Huang Qing, Lam Avery J, Boardman Dominic A, Dawson Nicholas A J, Levings Megan K
Department of Surgery, University of British Columbia, Vancouver, Canada.
BC Children's Hospital Research Institute, Vancouver, Canada.
Bio Protoc. 2021 Nov 5;11(21):e4217. doi: 10.21769/BioProtoc.4217.
Regulatory T cells (Tregs) suppress immune responses via a variety of mechanisms and can be used as a cellular therapy to induce tolerance. The function of Tregs is commonly assessed in vitro using assays that measure suppression of effector T cell proliferation and/or cytokine production. However, Tregs can also suppress the function of antigen presenting cells, creating a need for methodology to routinely measure this aspect of their function. This protocol describes a method to measure human Treg-mediated suppression of CD80 and CD86 expression on mature, monocyte-derived dendritic cells. Representative data show suppression mediated by polyclonal Tregs as well as antigen-specific Tregs generated using chimeric antigen receptor (CAR) technology. This method can be used in parallel to T cell suppression assays to measure the functional activity of human Tregs.

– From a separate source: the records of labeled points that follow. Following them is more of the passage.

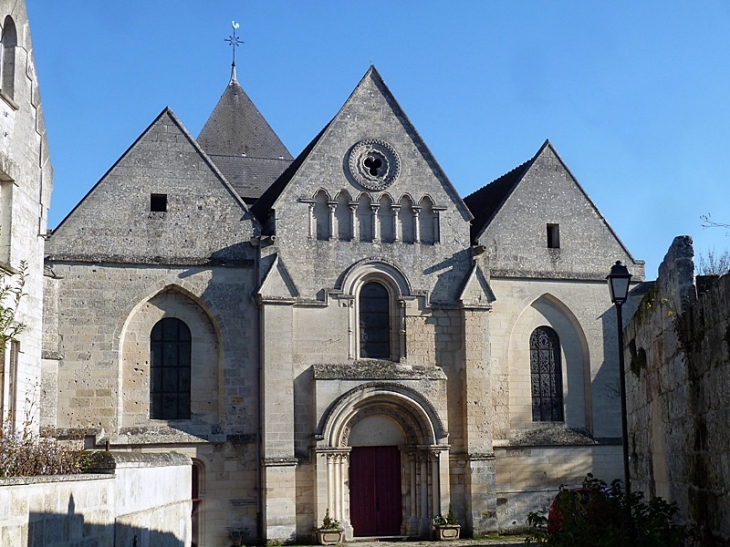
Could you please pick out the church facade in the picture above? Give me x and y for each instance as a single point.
(339, 331)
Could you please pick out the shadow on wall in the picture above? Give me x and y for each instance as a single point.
(72, 530)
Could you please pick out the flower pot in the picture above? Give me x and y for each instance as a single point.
(446, 532)
(330, 536)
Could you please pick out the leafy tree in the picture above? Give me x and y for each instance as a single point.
(713, 264)
(599, 515)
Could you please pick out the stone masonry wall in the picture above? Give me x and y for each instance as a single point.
(134, 499)
(678, 376)
(25, 188)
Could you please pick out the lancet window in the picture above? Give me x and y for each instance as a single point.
(546, 376)
(384, 220)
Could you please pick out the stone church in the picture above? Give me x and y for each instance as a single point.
(337, 331)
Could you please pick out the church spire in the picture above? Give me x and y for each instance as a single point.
(234, 41)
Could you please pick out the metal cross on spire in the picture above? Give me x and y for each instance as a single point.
(234, 41)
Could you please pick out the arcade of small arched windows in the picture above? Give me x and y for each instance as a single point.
(367, 219)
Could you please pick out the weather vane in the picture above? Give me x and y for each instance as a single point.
(234, 41)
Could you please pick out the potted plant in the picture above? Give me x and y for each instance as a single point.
(446, 527)
(331, 532)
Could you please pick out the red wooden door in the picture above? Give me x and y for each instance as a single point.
(375, 491)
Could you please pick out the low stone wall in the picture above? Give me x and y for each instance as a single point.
(678, 380)
(529, 477)
(129, 495)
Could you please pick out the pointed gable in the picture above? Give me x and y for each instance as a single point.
(370, 113)
(367, 186)
(537, 221)
(163, 201)
(242, 144)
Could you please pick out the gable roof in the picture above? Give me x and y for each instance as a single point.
(485, 202)
(262, 207)
(242, 144)
(166, 113)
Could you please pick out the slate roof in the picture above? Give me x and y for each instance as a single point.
(262, 207)
(242, 144)
(485, 202)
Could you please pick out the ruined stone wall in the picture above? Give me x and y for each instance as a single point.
(678, 373)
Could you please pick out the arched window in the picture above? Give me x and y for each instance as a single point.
(364, 218)
(427, 220)
(343, 217)
(546, 376)
(9, 42)
(405, 217)
(374, 306)
(322, 215)
(385, 219)
(170, 370)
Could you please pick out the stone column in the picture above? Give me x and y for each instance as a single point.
(353, 222)
(332, 468)
(333, 207)
(278, 475)
(396, 224)
(416, 224)
(376, 224)
(436, 226)
(480, 477)
(312, 228)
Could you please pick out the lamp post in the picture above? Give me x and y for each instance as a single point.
(618, 286)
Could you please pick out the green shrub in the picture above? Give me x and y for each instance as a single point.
(27, 455)
(597, 515)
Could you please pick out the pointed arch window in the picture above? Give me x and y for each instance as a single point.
(374, 306)
(170, 351)
(9, 43)
(546, 376)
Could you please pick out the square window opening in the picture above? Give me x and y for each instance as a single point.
(553, 233)
(158, 203)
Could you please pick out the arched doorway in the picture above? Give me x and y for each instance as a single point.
(375, 477)
(382, 462)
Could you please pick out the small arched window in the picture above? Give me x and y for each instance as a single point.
(546, 376)
(9, 42)
(374, 305)
(170, 350)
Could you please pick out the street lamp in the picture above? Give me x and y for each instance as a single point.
(618, 286)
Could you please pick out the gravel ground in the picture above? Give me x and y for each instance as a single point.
(490, 542)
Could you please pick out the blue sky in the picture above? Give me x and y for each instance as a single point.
(635, 96)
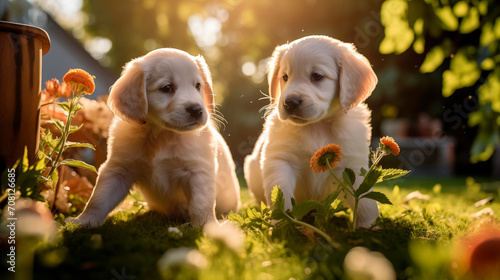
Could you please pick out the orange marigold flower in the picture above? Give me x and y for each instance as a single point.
(80, 81)
(389, 145)
(54, 89)
(329, 153)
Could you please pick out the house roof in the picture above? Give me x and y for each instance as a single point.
(66, 52)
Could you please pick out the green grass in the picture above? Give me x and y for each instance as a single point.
(417, 237)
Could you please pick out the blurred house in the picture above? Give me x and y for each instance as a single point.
(65, 51)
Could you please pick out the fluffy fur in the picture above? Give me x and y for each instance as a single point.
(317, 86)
(163, 142)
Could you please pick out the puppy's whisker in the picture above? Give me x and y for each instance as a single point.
(217, 117)
(267, 109)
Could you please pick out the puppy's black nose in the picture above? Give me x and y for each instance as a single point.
(195, 111)
(292, 103)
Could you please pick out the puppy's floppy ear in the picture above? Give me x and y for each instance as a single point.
(273, 68)
(127, 98)
(208, 94)
(357, 79)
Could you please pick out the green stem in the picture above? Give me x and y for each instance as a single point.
(349, 190)
(355, 211)
(60, 146)
(315, 229)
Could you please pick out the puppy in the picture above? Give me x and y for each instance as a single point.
(163, 142)
(317, 86)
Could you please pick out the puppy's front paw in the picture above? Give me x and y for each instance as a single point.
(86, 220)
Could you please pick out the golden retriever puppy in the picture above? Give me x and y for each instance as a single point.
(163, 141)
(317, 85)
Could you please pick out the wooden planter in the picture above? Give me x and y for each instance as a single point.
(21, 50)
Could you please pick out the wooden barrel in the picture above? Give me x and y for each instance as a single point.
(21, 50)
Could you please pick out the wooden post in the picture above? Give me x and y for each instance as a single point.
(21, 50)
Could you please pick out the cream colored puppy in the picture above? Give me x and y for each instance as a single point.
(317, 85)
(163, 142)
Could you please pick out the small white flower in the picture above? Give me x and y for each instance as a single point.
(182, 256)
(227, 233)
(361, 263)
(175, 233)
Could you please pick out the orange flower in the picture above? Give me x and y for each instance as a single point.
(331, 152)
(80, 81)
(389, 145)
(53, 89)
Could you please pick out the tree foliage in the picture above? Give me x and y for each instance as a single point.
(461, 37)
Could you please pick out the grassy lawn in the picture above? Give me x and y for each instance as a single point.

调节性T细胞(Tregs)通过多种机制抑制免疫反应,可作为一种细胞疗法来诱导免疫耐受。Tregs的功能通常在体外通过检测效应T细胞增殖抑制和/或细胞因子产生的试验来评估。然而,Tregs也能抑制抗原呈递细胞的功能,因此需要一种方法来常规测量其这方面的功能。本方案描述了一种测量人Tregs介导的对成熟单核细胞来源的树突状细胞上CD80和CD86表达抑制作用的方法。代表性数据显示了多克隆Tregs以及使用嵌合抗原受体(CAR)技术产生的抗原特异性Tregs介导的抑制作用。该方法可与T细胞抑制试验并行使用,以测量人Tregs的功能活性。